Posted on 08/12/2009 7:26:02 AM PDT by rrstar96

Sen. Mary Landrieu plans to host a town-hall meeting on healthcare reform later this month somewhere in the river parishes. Bring a helmet.

That would be the advice of Democratic congressmen around the country who have been booed, heckled, shouted down and threatened while trying to explain and/or defend their positions on health insurance legislation, particularly the 1,017-page bill that will be on the House floor when lawmakers return from August recess.

Republican operatives and conservative talk show hosts have been blamed for or credited with whipping up the masses, but they didn't wholly manufacture the genuine anger, fear and confusion over an omnibus bill that people felt was being jammed down on them.

Even before the facilitators got involved, one of the first such outbursts of public wrath took place in Reserve, La., last month, when a national rural listening tour of federal Cabinet secretaries, particularly Health Secretary Kathleen Sebelius, received a hostile earful from a loud and angry crowd.
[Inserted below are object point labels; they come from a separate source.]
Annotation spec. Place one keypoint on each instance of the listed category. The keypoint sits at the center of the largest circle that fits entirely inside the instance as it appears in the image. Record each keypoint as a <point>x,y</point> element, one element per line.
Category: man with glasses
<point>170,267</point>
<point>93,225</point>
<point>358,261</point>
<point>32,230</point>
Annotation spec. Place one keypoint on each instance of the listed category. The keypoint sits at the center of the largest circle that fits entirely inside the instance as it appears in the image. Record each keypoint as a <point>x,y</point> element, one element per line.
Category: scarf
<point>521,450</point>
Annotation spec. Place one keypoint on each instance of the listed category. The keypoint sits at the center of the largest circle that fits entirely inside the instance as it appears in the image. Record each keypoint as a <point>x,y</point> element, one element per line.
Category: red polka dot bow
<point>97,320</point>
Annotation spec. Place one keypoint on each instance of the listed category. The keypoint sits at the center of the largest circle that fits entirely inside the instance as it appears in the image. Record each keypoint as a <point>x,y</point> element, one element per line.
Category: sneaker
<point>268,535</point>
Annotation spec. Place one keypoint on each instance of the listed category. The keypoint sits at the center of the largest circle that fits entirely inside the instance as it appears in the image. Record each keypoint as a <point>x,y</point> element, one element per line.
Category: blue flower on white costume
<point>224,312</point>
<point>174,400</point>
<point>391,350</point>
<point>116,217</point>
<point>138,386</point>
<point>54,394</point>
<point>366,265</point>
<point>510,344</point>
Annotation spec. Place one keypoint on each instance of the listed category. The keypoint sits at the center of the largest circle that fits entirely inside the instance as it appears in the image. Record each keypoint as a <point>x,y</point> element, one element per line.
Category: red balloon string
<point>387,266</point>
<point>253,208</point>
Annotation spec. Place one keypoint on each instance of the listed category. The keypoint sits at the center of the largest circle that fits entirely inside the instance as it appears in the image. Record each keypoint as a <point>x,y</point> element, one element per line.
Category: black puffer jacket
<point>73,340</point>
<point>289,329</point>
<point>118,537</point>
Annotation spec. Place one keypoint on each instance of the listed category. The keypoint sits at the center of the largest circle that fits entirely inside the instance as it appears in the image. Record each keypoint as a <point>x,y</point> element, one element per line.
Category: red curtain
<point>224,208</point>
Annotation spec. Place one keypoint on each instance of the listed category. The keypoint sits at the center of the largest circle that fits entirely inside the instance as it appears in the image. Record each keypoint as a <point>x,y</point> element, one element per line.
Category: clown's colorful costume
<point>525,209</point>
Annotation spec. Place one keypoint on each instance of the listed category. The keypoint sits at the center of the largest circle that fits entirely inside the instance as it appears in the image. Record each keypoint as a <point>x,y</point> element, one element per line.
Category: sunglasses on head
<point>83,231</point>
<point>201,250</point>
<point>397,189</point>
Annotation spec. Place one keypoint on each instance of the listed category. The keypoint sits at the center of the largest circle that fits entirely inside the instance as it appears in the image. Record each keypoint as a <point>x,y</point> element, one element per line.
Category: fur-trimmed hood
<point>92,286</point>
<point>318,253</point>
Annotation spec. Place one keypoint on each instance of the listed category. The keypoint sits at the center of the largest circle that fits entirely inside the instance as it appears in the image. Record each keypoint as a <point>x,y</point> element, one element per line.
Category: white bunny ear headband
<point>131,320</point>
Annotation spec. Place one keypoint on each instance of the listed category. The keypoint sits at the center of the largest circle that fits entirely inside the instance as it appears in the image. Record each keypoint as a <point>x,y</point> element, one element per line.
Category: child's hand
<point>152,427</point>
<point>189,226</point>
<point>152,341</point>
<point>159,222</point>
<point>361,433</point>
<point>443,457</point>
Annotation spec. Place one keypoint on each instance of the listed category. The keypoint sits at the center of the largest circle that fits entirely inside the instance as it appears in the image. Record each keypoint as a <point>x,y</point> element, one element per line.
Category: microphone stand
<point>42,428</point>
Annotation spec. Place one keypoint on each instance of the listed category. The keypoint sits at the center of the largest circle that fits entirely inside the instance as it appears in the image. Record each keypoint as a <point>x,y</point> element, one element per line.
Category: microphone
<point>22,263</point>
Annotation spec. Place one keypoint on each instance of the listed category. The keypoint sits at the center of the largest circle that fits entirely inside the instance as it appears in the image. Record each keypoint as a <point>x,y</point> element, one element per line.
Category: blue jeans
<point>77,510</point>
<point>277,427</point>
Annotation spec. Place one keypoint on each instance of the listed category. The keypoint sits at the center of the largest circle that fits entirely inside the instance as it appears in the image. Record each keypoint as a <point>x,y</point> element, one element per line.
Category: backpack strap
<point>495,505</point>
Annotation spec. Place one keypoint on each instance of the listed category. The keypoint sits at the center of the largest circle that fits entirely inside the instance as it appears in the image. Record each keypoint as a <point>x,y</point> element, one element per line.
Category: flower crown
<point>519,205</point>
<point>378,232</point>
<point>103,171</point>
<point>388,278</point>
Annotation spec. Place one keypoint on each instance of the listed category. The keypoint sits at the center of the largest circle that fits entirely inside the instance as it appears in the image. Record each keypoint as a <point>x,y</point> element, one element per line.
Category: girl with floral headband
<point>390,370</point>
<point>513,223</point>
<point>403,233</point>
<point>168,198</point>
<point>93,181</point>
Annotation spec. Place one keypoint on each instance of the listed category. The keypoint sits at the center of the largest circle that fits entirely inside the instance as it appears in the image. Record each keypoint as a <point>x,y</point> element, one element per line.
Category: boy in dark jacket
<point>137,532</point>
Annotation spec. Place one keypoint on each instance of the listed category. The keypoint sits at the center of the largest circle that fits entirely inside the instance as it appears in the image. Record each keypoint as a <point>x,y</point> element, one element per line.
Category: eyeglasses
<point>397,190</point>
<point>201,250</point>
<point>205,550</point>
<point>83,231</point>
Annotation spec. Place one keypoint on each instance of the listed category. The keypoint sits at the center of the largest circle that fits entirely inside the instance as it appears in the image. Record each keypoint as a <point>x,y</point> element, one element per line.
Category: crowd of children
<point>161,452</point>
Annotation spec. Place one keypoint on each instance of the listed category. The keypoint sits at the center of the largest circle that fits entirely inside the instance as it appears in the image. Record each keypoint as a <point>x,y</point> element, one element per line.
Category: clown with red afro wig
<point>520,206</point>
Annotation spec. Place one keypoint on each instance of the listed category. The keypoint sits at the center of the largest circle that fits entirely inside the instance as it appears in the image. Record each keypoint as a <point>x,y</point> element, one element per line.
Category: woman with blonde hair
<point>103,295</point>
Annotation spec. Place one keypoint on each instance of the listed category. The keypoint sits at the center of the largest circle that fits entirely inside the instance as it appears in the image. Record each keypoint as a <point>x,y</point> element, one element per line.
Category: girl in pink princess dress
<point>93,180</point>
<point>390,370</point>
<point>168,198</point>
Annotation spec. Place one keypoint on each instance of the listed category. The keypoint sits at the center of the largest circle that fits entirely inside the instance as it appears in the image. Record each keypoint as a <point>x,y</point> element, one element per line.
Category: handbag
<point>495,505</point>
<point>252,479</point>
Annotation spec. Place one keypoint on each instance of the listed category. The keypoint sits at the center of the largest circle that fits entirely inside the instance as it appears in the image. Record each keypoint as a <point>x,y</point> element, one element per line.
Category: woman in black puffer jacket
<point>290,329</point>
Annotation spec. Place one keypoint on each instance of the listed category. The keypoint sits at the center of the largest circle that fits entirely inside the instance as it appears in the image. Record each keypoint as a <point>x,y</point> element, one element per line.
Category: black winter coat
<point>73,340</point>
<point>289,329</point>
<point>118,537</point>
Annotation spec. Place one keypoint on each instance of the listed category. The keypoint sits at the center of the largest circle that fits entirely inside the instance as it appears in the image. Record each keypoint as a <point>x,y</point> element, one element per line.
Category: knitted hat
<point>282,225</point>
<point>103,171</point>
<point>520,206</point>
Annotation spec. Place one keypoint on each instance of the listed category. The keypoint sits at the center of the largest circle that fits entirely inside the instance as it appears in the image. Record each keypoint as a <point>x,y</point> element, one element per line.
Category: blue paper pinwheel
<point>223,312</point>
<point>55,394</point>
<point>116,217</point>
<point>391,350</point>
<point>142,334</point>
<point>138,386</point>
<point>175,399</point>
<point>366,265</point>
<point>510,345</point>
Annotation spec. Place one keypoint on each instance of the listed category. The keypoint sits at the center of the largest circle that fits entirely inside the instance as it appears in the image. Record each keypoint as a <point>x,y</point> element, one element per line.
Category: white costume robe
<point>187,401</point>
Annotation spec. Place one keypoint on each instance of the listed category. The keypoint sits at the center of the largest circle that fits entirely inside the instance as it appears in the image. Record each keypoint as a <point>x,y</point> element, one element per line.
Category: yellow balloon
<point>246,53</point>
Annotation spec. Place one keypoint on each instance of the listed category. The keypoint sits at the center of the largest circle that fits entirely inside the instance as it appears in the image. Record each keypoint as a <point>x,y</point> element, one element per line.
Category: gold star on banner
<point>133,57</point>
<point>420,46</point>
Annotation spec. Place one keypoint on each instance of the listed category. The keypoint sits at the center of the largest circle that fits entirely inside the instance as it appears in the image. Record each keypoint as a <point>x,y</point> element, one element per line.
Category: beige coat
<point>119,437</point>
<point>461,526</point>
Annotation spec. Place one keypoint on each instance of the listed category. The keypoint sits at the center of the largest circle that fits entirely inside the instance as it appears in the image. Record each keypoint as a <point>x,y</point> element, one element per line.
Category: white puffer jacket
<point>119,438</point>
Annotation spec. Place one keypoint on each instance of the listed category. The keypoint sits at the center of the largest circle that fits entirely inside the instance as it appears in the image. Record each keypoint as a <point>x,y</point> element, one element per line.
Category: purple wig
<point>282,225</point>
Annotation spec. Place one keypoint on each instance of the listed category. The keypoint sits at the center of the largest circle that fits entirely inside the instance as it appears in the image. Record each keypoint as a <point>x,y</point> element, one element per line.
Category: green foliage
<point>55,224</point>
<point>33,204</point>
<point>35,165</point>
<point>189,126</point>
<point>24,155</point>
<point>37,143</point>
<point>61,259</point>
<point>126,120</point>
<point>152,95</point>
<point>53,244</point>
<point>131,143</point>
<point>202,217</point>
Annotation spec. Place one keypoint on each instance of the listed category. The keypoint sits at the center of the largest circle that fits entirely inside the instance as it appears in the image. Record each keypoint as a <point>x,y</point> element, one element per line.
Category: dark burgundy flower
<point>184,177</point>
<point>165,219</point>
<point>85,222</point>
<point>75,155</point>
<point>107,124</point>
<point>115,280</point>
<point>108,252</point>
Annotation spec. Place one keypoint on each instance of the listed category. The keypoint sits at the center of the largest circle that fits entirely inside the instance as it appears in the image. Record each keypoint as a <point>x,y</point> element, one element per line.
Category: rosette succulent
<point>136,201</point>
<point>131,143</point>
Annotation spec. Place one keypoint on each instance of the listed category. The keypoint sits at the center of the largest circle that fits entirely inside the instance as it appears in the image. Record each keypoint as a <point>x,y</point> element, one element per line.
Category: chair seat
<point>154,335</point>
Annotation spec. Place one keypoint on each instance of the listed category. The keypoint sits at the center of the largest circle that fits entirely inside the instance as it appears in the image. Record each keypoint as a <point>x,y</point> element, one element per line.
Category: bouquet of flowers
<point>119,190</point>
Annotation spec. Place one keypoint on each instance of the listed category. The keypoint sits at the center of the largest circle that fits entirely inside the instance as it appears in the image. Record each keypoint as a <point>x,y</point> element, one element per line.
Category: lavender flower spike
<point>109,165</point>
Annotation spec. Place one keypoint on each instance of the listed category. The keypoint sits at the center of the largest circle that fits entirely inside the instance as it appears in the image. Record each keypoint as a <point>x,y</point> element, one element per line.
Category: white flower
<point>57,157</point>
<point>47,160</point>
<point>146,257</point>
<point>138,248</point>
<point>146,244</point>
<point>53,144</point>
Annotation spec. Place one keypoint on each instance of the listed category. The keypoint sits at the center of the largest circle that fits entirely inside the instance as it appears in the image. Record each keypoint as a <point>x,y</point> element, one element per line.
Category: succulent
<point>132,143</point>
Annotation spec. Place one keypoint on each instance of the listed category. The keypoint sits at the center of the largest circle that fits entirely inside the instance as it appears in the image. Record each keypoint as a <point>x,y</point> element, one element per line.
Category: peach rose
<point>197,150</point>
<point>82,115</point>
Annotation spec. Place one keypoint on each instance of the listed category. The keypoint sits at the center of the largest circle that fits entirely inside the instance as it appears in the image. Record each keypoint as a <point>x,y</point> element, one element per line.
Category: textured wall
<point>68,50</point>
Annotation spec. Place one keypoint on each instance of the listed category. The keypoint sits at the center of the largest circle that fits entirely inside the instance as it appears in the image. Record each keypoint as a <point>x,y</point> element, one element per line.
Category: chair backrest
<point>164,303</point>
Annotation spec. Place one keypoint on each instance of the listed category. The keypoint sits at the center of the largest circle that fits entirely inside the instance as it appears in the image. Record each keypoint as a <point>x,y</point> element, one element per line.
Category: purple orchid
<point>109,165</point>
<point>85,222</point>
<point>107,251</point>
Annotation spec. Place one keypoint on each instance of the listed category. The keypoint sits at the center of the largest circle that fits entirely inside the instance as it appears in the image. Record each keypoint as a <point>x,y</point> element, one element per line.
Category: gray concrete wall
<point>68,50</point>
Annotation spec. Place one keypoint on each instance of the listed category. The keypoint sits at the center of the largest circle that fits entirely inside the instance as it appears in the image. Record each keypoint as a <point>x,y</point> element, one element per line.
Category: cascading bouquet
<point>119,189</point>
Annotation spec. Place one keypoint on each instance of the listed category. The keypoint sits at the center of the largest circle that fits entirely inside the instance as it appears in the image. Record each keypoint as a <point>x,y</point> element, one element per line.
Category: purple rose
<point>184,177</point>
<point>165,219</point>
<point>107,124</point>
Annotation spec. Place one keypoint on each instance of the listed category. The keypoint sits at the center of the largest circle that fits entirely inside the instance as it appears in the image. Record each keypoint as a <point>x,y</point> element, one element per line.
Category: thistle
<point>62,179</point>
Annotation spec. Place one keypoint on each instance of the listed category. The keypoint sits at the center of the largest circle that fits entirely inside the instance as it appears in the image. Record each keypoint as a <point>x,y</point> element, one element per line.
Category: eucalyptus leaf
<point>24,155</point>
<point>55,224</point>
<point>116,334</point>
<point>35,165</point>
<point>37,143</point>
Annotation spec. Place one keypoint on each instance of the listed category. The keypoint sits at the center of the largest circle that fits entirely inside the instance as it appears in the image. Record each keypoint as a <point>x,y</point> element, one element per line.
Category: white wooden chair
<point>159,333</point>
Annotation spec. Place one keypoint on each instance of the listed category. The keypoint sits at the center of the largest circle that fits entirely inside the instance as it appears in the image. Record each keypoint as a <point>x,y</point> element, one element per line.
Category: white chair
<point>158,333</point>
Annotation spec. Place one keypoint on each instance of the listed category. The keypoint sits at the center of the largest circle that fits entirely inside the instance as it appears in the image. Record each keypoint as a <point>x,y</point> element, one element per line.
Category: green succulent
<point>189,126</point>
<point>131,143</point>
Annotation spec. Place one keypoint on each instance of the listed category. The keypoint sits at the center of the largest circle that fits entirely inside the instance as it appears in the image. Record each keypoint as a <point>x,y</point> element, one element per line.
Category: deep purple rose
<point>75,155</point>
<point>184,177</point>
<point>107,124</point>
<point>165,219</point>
The prospect of walking into another raucous town-square shout-out doesn't seem to rattle Landrieu, who has been attacked already over national healthcare--not by conservatives but by liberals in her own party. Last month, advocacy groups MoveOn.org and Change Congress ran radio and TV ads, respectively, that painted Landrieu as a toady for the insurance industry because she opposed a government-run health insurance option. She was urged to get in line with other Democrats supporting the government plan that would compete with private insurance.

One month later, the worm it is a-turning.

Even before the town-hall riots of August, the notion of a federally-run insurance program, the centerpiece of the House bill, was starting to founder in the Senate. There, negotiations over an elusive bipartisan bill have been moving away from the government option toward coverage offered by a network of non-profit member-owned cooperatives, which would be subsidized by the feds but run by the states.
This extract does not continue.